Scoop cooked oats into a bowl. Add a handful of berries (I use frozen ones) and a tablespoon of peanut butter or other nut butter. Stir and enjoy. 

This weekend, we had new neighbors over for brunch and decided to dress the oats with cardamom and nuts for a kheer-like porridge. 

Oats Kheer

1 cup steel cut oats
6-8 pitted dates, chopped
3 cups water
1/4 tsp. of salt

Place all ingredients in the Instant Pot.
Pressure cook on HIGH for 4 minutes. 
Natural pressure release.
Stir in 1 cup (or more) of almond milk and a tsp. of ground cardamom.

(Any kind of milk will do. I imagine thin coconut milk would make this taste like a payasam.)



To serve, top the oats kheer with chopped dried fruits and nuts. I used pistachios, walnuts, cranberries and golden raisins. The dates and dry fruits make the kheer gently sweet. I did not feel the need to add sugar. 

Leftover oats kheer
for breakfast today
THE TOP THREE SECRET TRICKS- OK, not so secret and not really tricks but I find that I enjoy steel cut oats immensely if they are not cold, thick and gummy but are instead (a) soupy, which means they might need additional liquid (milk or water) after cooking because oats absorb a lot of water. (b) Oats are best warm, and a stint in the microwave gets this done quickly. Steel cut oats reheat beautifully so they can be cooked ahead of time and stored in the fridge. (c) A little bit of salt goes a long way in making oatmeal tasty, even in a sweet context as with the kheer.

Some of my new-found enthusiasm for steel cut oats is certainly tied to a book I read recently called How Not To Die by Dr. Michael Greger. (Weird title, I know.) More on that book next week.


* * * On The Screen * * * 

This weekend V and I did something that we rarely get to do these days- we got a babysitter and went to the movies. The movie was Knives Out, a very entertaining ensemble murder mystery with a twist. Not the sort of movie that you necessarily need to watch on a big screen or anything, but it was a fun night out. Maybe it will come out on one of the streaming services once it is done in the theaters.

NOVA on PBS has some interesting documentaries. The best one I've seen recently is called Look Who's Driving, about recent advances in self-driving cars. This was informative and very scary in parts- such as when they showed people who own semi-autonomous cars but act as though they are fully autonomous ones, taking actual naps at the wheel of a car that is not yet self-driving. Cars are getting pretty smart but what can be done about humans?
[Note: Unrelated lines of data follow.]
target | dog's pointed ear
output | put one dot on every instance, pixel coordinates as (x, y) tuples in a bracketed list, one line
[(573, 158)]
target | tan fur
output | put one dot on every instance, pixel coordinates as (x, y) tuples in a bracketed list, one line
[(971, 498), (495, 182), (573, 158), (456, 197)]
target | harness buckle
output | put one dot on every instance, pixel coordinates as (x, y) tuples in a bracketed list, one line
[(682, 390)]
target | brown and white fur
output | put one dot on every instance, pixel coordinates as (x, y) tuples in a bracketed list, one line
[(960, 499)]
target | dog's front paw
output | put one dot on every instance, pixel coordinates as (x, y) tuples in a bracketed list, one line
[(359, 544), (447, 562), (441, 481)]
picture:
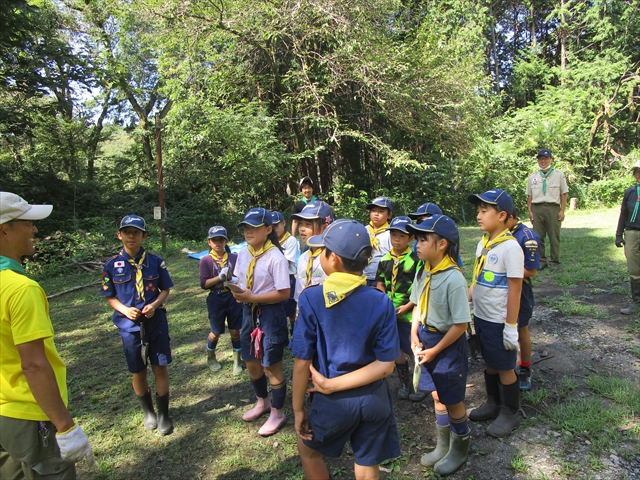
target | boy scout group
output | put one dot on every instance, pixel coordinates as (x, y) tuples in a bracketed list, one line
[(358, 303)]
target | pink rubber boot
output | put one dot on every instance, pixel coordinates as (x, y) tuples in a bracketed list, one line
[(262, 406), (276, 420)]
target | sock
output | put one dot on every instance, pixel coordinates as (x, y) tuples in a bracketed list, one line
[(442, 418), (260, 386), (459, 426), (278, 394)]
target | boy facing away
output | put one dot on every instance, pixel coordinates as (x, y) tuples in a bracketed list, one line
[(496, 287), (347, 339), (136, 283)]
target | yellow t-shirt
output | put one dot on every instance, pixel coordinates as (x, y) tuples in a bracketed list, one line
[(24, 317)]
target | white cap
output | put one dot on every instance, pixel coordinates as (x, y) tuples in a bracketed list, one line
[(13, 207)]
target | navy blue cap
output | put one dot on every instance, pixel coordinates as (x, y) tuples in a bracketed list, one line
[(494, 197), (315, 209), (400, 223), (383, 202), (257, 217), (133, 221), (217, 231), (425, 209), (276, 217), (346, 238), (440, 224)]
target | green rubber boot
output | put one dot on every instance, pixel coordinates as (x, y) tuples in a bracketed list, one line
[(457, 455), (442, 447)]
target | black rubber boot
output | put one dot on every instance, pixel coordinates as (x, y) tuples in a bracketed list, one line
[(150, 421), (457, 455), (442, 447), (509, 418), (165, 425), (635, 299), (490, 409)]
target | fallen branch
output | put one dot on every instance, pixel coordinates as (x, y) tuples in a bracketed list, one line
[(73, 289)]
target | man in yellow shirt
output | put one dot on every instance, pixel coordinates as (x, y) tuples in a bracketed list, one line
[(38, 437)]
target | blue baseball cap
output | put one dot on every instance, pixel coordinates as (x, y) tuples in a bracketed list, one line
[(133, 221), (383, 202), (346, 238), (440, 224), (257, 217), (400, 223), (494, 197), (425, 209), (276, 217), (315, 209), (217, 231)]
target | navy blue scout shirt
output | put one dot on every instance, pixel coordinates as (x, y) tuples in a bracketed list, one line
[(529, 242), (351, 334), (626, 211), (119, 280)]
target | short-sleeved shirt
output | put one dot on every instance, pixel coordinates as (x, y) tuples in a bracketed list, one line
[(291, 249), (119, 280), (384, 240), (271, 271), (407, 267), (24, 317), (529, 242), (448, 293), (210, 269), (490, 292), (317, 274), (350, 335), (556, 187)]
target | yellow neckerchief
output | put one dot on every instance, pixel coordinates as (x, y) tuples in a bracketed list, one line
[(339, 285), (254, 258), (284, 238), (374, 232), (138, 267), (423, 304), (486, 246), (312, 257), (396, 267), (222, 262)]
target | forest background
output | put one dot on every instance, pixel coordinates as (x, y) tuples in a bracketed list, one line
[(416, 100)]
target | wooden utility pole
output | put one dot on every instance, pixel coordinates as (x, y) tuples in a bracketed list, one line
[(160, 183)]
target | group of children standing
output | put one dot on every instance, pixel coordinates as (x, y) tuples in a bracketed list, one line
[(357, 302)]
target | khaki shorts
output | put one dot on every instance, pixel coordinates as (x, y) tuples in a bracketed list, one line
[(24, 455)]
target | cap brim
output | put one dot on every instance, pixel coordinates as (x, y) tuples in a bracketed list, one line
[(36, 212)]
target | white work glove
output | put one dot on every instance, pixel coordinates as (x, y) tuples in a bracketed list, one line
[(74, 446), (510, 336)]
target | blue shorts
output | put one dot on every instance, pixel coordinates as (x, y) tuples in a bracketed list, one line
[(492, 346), (222, 306), (450, 367), (159, 349), (274, 324), (404, 333), (363, 415), (290, 305)]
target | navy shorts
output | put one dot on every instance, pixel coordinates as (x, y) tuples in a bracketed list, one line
[(450, 367), (404, 333), (275, 326), (159, 349), (290, 305), (363, 415), (222, 306), (492, 346)]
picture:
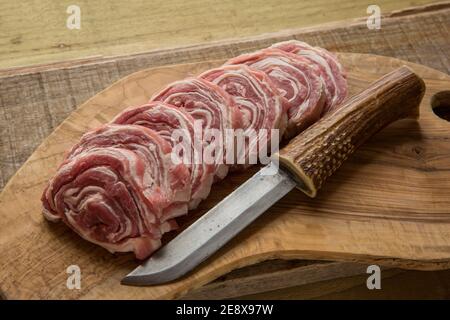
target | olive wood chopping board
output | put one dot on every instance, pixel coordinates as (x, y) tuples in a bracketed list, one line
[(388, 204)]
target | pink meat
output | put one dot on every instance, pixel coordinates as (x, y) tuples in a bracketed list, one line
[(166, 119), (213, 108), (332, 72), (260, 102), (119, 189), (298, 82)]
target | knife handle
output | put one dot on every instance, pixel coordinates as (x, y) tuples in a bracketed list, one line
[(315, 154)]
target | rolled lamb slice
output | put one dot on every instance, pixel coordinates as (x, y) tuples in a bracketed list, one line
[(117, 189), (297, 80), (262, 106), (173, 124), (213, 110), (332, 72)]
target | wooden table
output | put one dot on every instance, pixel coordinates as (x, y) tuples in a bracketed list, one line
[(35, 99)]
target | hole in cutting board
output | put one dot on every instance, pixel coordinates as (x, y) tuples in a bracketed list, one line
[(440, 103)]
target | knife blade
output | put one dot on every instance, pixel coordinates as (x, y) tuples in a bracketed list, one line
[(306, 163)]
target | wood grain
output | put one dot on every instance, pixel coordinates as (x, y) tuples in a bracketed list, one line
[(315, 154), (34, 100), (35, 31), (396, 215)]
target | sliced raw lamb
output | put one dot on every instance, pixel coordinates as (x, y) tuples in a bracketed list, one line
[(332, 71), (119, 189), (298, 81), (215, 111), (261, 104), (173, 123)]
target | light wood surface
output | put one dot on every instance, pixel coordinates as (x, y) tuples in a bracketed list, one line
[(34, 100), (315, 154), (388, 204), (35, 32)]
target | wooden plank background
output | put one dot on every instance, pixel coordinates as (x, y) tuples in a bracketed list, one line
[(34, 100), (35, 31)]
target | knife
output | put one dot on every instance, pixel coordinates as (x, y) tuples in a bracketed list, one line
[(306, 163)]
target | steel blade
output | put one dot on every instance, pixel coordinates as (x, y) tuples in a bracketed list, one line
[(214, 229)]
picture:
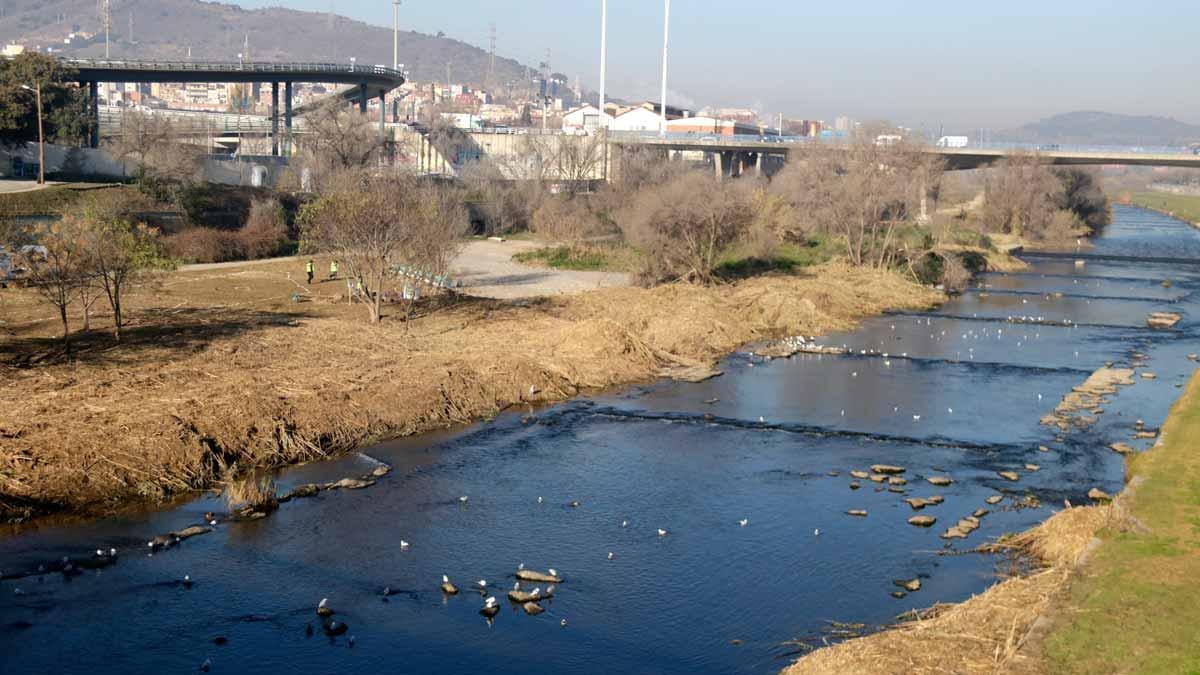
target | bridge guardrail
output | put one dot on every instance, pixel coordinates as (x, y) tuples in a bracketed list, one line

Speaking of technology and scary stuff, I happened to see a video of a "robot dog" made by the company Boston Dynamics- and it was unbelievable to see the smoothness, speed and agility of this mechanical animal. That same day, I saw Metalhead (series 4, episode 5 of the Black Mirror series) and it was literally terrifying. I really love this series but have to be in a certain mood to watch it. 

Right now, V and I are enjoying Jeopardy episodes on Netflix and sporadically watching Grantchester on Amazon Prime. 

* * *Doggie Drama* * *

Draped in his favorite security blanket
Duncan is now 2 months past his surgery and is recovering well. He seems to be his old self again and is able to use his leg without limping. The main problem right now is that he is bored right out of his skull. Overall, he is being such a good boy but every now and often there is some moaning and whining as he begs us to let him run free. But we are being pretty strict with the confinement and doctor's orders are being taken seriously. 

The vet surgeon will X-ray his leg in early Jan and if she is happy with how it looks, he will get to resume his normal life. Fingers tightly crossed!! 


Tell me what you're doing as we count down to 2020- 22 days to go.